The numbers released by the Department of Commerce are not seasonally adjusted, meaning seasonal hiring patterns were not taken into account. However, there is no similar pattern of the unemployment rate rising between June and July in the recent past, according to data from the Bureau of Labor statistics.
In response to the unemployment numbers, Rowan County Board of Commissioners Chairman Greg Edds said that local companies are still struggling against several factors.
“We’re seeing local companies still struggling to stay open. A lot of folks are afraid to get out still. That’s hurting folks. Our entertainment and tourism is struggling, I think, more than most counties,” Edds said.
He also said that COVID-19 restrictions put in place have made it difficult for companies.
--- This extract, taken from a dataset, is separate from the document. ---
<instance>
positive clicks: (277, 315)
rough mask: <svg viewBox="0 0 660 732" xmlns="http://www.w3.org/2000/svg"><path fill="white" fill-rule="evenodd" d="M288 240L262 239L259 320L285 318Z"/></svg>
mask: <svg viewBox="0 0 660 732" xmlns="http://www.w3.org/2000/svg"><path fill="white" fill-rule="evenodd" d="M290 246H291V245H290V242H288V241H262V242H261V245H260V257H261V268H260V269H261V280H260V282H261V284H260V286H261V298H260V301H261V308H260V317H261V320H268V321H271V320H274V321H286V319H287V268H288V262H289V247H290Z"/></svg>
“I just hope we can get out from under this lockdown pretty soon and return to some sense of normalcy so we can save people’s livelihoods and jobs and these companies that people’s families rely on for food, clothing and shelter,” Edds said.
The increase in Rowan County’s July jobless rate mirrored that of the rest of the state, with 99 out of 100 counties seeing their unemployment rates increase. And the increase may be tied to the fact that the number of people considered in the labor force — employed or actively looking for work — rose in July locally and across the state. Someone unemployed and actively looking for work is not counted as being in the labor force and, therefore, not counted in the unemployment rate.
There were 65,724 people in the Rowan County labor force in July and 63,613 in June. The number of people in the labor force or actively looking for work across the state rose by 83,070 in the same period.
Rowan County’s non-seasonally adjusted July unemployment rate (9.4%) was higher than that of neighboring counties. Here’s how the counties stack up:
• Rowan 9.4%
• Iredell 8.7%
• Cabarrus 8.6%
• Stanly 7.2%
• Davidson 8.5%
• Davie 8.1%
Across the state, Scotland County had the highest unemployment rate at 14.1%. Camden County had the lowest, at 6.1%.
Gov. Roy Cooper recently moved the state into phase 2.5 of his coronavirus reopening plan, allowing more businesses like museums and bowling alleys to open and increasing capacity for gatherings. Edds said that he hopes to see more restrictions eased in the future.
“Anytime there’s easing of restrictions, it’s by definition going to impact some businesses,” Edds said. “We hope it’s to a positive degree. Our next phase may be 2.68 and that may ease a few more companies and hopefully put some folks back to work.”
July initial unemployment insurance claims in Rowan County totaled 1,793, of which 1,080 were COVID-19 related. There were 4,170 continued unemployment claims, of which 2,831 were COVID-19 related.